The Richmond (Va.) Police Department has deployed Chicago-based SPSS Clementine data mining software to help snuff out crime before it happens, prevent property crimes from escalating into more violent crimes, and even gain insights into how the drug trade operates.
“Its as close to a crystal ball as were gonna get for a really long time,” said Colleen McCue, program manager for the Crime Analysis Unit at the department. “It truly is a paradigm shift.”
The department scored recent successes using the software, including a crackdown on the firing of guns into the air on the Fourth of July. “We put resources out in locations where historically weve had problems with the illegal use and discharge of weapons, and we were able to get a lot of illegal guns off the street,” McCue said.
The software has done more advanced analysis too. Three times in the past 12 months, the Richmond Police Department used the software to accurately predict that property crimes in progress could escalate to a violent crime.
“We flagged what would normally be a standard property crime and rolled out a more aggressive response and had the right force in place at the right time,” McCue said. “In all three cases, we pulled a violent offender or sex offender off the streets.”
The software also helps to pinpoint crime by type and area to help with tactical deployments of personnel, especially as the department, like so many others, has to cope with budget crunches.

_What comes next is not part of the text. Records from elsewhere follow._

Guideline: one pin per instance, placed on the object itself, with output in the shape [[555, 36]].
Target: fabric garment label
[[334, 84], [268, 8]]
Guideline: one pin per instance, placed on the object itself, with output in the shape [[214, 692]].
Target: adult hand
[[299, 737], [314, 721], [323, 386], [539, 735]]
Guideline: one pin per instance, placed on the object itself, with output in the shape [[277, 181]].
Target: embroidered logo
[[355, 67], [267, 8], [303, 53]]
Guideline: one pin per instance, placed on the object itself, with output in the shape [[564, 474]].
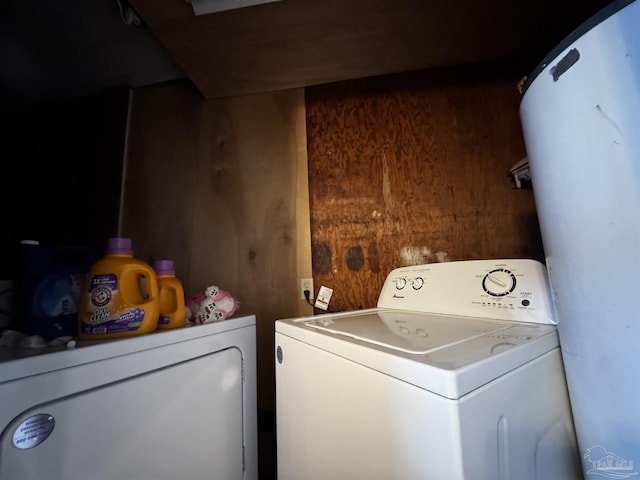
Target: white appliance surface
[[466, 383], [581, 122], [171, 404]]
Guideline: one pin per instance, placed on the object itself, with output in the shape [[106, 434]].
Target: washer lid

The Police Department has used Clementine for the past year and a half, after using SPSS base analytics platform before that. Clementine has enabled the department to deploy the software for use around the clock by nontechnical users, said McCue, herself a statistician.
“Were starting to get towards 24-by-7 crime analysis. Most of us analysts work 9 to 5. Most crime happens on evenings and weekends,” she said.
Homeland Security Implications
The technology also has homeland security implications because its able to analyze telephone and Internet usage records, though McCue was reluctant to talk about specific ways the department is using it in those areas.
Homeland security is also on the mind of Wachovia Corp. The banking and financial services company has to comply with terms of the USA Patriot Act that require it to have a better handle on possible money laundering and terrorist financial activities. By next year, Wachovia, of Charlotte, N.C., plans to deploy SAS Anti Money Laundering solution to find patterns in transactions that could indicate suspect activity.
“The Patriot Act is very broadly written,” said Bill Langley, executive vice president and chief compliance officer at Wachovia. “What it says to me is that if we purchase a system to assess compliance, we have to purchase one thats flexible and advanced and go with a vendor thats going to be in business for a while.”
Wachovia will use the technology from SAS, of Cary, N.C., to look for patterns of activity that would indicate money laundering as well as unusual customer behavior that wouldnt fit a customer profile, such as a small business conducting unusually large transactions.
Wachovia also needs more powerful analytics that could tie multiple transactions from multiple customers together to discern patterns.
“If you look at the 9/11 terrorists, a lot of the transactions they had processed seemed very innocuous on their own,” Langley said. “But if you can link behaviors together and see a group of people making transactions at ATMs in three or four different states over a few weeks, maybe its something, [or] maybe theyre just on vacation.